Two years later the 32-year-old Palmer landed a job as resident engineer for the London Dock Company. It was his responsibility to construct the walls along the Thames River to keep the world’s busiest port humming.
The aging wooden docks were in constant need of upgrade. To keep up Palmer patented a lightweight metal building panel that was self-supporting due to a series of waves or folds molded into the sheets.
Palmer’s manufacturing process consisted of pushing his sheet metal across fluted rollers to create the ridges that gave the metal strength. He called this “corrugation”, from the Latin word for “wrinkled.” It remains a common method for manufacturing corrugated metal today.

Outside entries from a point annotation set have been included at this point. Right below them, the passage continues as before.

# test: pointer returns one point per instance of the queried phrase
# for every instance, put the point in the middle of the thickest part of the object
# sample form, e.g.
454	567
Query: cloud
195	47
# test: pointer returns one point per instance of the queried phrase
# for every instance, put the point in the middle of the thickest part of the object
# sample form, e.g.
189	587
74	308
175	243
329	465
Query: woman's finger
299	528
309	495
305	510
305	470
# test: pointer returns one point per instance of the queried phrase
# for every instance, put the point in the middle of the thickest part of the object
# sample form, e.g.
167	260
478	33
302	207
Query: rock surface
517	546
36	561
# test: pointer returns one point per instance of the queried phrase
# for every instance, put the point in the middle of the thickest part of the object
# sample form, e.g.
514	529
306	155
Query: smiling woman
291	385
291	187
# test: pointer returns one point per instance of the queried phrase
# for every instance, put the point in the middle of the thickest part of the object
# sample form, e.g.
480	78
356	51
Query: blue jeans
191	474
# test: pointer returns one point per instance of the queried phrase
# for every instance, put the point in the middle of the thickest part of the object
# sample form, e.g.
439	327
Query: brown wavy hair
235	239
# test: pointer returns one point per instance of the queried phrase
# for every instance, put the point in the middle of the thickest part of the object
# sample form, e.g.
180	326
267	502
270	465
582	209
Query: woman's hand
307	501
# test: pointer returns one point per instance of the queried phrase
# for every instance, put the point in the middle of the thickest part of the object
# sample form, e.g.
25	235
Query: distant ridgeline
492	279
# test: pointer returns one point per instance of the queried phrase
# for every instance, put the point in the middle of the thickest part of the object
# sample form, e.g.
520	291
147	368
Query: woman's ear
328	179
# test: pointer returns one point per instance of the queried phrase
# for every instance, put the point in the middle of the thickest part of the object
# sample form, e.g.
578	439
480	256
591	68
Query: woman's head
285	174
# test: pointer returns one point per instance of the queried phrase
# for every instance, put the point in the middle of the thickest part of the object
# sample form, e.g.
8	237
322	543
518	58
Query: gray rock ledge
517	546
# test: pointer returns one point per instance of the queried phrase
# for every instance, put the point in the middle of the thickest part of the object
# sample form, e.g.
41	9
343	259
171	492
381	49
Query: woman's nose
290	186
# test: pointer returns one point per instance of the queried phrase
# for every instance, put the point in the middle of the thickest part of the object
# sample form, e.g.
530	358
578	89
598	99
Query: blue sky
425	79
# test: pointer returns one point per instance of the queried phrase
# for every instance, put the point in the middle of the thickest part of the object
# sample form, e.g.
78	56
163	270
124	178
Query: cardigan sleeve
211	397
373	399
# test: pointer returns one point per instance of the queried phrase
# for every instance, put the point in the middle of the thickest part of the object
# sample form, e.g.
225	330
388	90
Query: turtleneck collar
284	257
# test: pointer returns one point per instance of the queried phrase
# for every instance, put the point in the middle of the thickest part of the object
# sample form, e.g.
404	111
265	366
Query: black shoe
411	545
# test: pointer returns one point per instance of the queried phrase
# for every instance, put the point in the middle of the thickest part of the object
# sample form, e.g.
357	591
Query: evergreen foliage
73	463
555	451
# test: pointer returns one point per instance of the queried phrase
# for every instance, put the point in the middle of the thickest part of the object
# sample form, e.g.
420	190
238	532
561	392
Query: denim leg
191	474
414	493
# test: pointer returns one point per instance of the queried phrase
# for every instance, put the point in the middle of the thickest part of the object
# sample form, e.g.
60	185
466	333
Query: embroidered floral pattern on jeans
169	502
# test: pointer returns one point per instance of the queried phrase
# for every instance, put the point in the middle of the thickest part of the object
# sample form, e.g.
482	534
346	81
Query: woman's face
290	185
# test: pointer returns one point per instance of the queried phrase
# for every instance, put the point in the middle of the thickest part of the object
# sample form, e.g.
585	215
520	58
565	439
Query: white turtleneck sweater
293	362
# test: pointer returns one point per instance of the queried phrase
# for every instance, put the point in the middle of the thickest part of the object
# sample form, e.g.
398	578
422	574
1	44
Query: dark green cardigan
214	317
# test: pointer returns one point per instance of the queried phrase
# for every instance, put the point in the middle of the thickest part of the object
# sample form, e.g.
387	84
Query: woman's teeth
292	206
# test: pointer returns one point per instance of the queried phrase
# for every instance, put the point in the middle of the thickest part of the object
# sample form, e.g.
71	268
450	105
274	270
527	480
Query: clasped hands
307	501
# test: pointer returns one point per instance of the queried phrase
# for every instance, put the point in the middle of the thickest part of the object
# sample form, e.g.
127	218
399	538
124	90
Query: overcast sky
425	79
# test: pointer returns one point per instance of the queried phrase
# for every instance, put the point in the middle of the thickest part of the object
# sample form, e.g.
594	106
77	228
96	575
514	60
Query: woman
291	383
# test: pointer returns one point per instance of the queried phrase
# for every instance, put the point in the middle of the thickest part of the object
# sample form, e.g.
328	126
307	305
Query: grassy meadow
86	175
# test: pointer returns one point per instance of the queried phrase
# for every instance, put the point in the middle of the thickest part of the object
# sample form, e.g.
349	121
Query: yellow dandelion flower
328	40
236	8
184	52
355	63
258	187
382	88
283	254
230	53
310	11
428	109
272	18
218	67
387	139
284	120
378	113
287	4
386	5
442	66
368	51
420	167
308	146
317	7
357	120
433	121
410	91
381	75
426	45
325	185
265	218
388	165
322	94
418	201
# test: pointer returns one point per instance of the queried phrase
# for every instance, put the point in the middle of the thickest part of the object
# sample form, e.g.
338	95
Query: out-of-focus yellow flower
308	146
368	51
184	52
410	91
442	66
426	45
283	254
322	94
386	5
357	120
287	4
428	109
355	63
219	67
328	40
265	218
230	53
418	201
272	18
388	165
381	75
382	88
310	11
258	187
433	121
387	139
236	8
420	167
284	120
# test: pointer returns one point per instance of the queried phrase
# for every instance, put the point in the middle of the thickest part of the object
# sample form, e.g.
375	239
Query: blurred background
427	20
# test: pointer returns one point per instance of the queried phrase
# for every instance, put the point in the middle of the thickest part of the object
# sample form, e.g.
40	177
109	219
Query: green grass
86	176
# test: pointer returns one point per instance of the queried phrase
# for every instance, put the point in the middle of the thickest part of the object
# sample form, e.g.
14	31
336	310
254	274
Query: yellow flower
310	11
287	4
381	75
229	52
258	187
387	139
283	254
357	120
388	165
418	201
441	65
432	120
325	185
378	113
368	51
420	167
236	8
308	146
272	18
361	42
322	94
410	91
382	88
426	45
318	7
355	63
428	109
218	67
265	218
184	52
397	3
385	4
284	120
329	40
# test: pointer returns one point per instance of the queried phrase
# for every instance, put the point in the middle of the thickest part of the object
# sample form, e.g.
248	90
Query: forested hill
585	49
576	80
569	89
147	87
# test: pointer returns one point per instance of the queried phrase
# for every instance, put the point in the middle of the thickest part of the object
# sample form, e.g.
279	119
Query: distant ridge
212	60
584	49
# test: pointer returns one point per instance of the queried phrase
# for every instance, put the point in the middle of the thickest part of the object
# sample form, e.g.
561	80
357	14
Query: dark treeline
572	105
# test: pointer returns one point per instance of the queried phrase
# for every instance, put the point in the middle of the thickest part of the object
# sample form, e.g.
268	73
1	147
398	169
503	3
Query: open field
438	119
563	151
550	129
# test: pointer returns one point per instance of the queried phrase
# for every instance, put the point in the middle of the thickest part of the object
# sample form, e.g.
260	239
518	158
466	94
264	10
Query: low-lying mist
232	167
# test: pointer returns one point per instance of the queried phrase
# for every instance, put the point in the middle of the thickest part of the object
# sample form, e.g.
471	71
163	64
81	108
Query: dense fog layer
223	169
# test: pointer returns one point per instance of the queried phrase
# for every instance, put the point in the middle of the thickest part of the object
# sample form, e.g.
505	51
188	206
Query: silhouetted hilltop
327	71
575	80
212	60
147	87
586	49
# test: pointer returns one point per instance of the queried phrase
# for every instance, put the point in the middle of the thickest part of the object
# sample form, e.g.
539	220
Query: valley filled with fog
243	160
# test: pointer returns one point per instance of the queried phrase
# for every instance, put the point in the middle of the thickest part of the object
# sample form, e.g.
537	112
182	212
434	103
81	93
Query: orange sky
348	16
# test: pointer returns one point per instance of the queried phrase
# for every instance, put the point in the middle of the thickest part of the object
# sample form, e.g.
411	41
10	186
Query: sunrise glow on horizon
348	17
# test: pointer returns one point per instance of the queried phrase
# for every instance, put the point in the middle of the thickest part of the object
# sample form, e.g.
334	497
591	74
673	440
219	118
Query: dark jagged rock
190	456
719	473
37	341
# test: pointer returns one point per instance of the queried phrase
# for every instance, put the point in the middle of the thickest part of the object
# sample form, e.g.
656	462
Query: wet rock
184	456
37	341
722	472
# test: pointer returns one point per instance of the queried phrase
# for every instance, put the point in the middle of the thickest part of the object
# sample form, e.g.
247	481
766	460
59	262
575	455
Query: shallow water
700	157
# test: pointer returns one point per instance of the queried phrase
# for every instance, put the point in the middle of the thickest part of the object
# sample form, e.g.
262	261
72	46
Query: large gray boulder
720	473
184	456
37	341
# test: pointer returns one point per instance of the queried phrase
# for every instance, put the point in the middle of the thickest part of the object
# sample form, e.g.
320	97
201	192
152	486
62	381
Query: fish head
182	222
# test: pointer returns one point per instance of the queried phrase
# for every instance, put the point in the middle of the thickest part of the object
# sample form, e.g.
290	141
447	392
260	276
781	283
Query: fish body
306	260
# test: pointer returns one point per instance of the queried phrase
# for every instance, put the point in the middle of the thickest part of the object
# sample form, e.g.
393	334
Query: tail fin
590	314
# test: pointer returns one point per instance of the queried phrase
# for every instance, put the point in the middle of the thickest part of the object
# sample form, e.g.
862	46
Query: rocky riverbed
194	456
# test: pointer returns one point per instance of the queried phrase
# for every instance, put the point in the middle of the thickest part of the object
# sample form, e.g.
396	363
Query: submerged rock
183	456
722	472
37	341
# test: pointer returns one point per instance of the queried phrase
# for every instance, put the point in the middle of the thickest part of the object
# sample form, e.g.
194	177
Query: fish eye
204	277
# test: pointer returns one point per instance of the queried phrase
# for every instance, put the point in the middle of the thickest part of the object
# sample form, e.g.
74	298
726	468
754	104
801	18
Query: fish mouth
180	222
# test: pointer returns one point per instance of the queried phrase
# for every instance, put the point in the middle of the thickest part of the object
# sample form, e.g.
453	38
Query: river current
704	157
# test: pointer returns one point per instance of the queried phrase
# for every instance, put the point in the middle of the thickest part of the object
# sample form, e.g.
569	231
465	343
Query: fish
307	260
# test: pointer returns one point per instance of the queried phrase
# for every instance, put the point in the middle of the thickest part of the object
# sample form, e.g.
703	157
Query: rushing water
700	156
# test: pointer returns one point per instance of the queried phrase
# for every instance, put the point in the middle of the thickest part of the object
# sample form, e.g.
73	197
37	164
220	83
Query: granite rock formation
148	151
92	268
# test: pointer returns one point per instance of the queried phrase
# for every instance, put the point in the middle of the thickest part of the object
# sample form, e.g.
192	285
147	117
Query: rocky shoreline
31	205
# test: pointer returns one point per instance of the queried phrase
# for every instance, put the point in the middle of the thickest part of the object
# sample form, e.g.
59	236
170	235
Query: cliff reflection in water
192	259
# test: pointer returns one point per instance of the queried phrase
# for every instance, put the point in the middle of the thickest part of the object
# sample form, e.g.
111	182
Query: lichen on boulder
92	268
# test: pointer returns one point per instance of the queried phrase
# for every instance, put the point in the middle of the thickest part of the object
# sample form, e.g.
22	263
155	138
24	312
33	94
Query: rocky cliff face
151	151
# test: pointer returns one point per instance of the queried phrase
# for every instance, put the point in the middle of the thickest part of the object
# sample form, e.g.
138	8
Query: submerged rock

Palmer erected the world’s first corrugated building on the Thames River docks in 1829 and he continued to patent improvements in the construction of arches and roofs.
It is ironic that today Henry Robinson Palmer is remembered for the invention of the monorail, which is rarely encountered outside of amusement parks, airports, and a classic Simpsons episode. He is scarcely recognized for the development of corrugation, which became so ubiquitous in the 19th century for cheap shelter that most people – and historians – assumed it had been with us since antiquity.
Historical Significance of Corrugation
Without corrugated metal there would have been no rapid development of the United States frontier, a less frantic California gold rush, much slower settling of farmland on the Great Plains and much harsher living conditions on the battlefield.
The strength to materials imparted by corrugation extended beyond the sheet metal shop to other industries; it was critical to the development of the cardboard, for instance.
Metal Roof Construction
By stiffening the metal sheets, corrugation permits a greater span across a lighter framework, ideal for the balloon construction techniques that became widespread in the 19th century.
However, metal for roofing has been used for centuries, although it was rare in early America. Thomas Jefferson was a metal roof fanboy and installed tin-plate iron on the roof of his beloved Monticello in rural Virginia.